According to a report (PDF) by global property advisors Jones Lang LaSalle, Europe, the Middle East, and Africa recorded the highest overall volume in FDI of over $136 billion. Furthermore, Europe's largest markets of the UK, Germany, and France made up about half that region's volumes, but indicators show too that investors seem primed to reach out into other regions in Europe as well now. One reason for this is the limited entry for core real estate products in Europe's traditional sectors - this is pushing in vestment monies farther East and South.
Arthur de Haast, Head of the firm’s International Capital Group had this to say about the prospects for this year:
"Barring further sovereign debt crises or financial shocks, the momentum of 2010 is expected to continue over the next 12 months and we predict global volumes for 2011 should increase by 20 to 25%."
As an indication of the firm's reach, and to spotlight regions where drastically increasing FDI may occur, this report (PDF) on Warsaw, Poland reveals the depth of the recovery there. The chart below illustrates the 50 percent rise in investment over the last year too. Price increases for properties, along with other factors, appear to this writer to offset the negatives of budget imbalances in Poland.
Still more research shows clearly that some of the Eastern European countries have substantial growth since 2009. Turkey is maybe the best example of the a market where those placing their investment dollars seem likely to do so. The Euro zone of Turkey in particular has seen good GDP and other numbers across the spectrum from office space rental to consumer confidence, and in particular household spending.

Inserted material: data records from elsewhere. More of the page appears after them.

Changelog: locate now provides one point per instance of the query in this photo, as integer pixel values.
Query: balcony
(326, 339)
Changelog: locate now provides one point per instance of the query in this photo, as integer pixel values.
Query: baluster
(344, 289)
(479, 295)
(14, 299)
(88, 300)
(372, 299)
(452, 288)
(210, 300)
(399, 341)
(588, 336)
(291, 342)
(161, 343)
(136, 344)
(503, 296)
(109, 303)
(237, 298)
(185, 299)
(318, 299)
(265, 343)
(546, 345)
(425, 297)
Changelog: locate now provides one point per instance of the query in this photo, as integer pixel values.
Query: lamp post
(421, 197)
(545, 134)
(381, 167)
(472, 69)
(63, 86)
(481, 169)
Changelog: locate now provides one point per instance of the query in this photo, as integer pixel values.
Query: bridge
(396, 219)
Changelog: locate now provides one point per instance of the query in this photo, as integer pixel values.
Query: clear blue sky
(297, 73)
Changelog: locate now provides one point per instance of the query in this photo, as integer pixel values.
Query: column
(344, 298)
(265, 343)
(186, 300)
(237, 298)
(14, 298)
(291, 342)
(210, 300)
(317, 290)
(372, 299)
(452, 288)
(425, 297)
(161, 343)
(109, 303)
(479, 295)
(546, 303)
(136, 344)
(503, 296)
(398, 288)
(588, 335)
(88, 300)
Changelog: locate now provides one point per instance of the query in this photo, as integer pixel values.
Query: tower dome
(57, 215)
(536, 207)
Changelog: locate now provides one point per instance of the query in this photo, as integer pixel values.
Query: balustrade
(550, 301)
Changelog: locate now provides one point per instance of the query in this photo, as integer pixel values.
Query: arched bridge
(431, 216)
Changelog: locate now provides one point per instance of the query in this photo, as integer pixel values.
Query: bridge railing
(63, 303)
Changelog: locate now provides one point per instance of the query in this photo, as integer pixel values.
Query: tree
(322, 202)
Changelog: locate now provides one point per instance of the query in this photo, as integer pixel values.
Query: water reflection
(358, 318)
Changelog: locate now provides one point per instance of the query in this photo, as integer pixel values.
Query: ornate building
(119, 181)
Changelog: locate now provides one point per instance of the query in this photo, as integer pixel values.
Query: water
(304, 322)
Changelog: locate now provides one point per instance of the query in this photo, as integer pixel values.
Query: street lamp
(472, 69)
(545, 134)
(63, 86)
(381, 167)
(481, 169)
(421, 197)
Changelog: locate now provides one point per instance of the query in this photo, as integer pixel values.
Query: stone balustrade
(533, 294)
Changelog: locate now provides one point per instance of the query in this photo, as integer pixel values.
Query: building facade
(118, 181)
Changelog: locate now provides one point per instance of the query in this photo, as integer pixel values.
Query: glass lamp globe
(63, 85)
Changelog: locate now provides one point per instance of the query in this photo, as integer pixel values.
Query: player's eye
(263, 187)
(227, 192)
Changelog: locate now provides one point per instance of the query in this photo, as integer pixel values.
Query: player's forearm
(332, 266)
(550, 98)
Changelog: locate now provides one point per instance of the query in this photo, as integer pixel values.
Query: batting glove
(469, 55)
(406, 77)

Clearly Turkish citizens are showing far greater confidence in their own situation and the economy as a whole. The chart below shows the steady rise in GDP since the worldwide economic calamity hit. What's more, Turkey's budget deficit numbers go down in direct correlation to the positive rise elsewhere.
While news in the United States still hovers like a harbinger over the real estate industry, it is evident other regions have somehow emerged on a clear path toward not only solvency, but in some cases record breaking growth. As investment monies are freed up, entire economies can benefit from an influx of investment.
Jobs are created, public confidence is reinstalled, and an overall atmosphere of "building" replaces the trough of uncertainty some countries are still locked into. It seems sound advice for citizens and investors to watch these emerging regions for clues as to opportunity and ways out of this economic debacle. Maybe it's time to look to the East?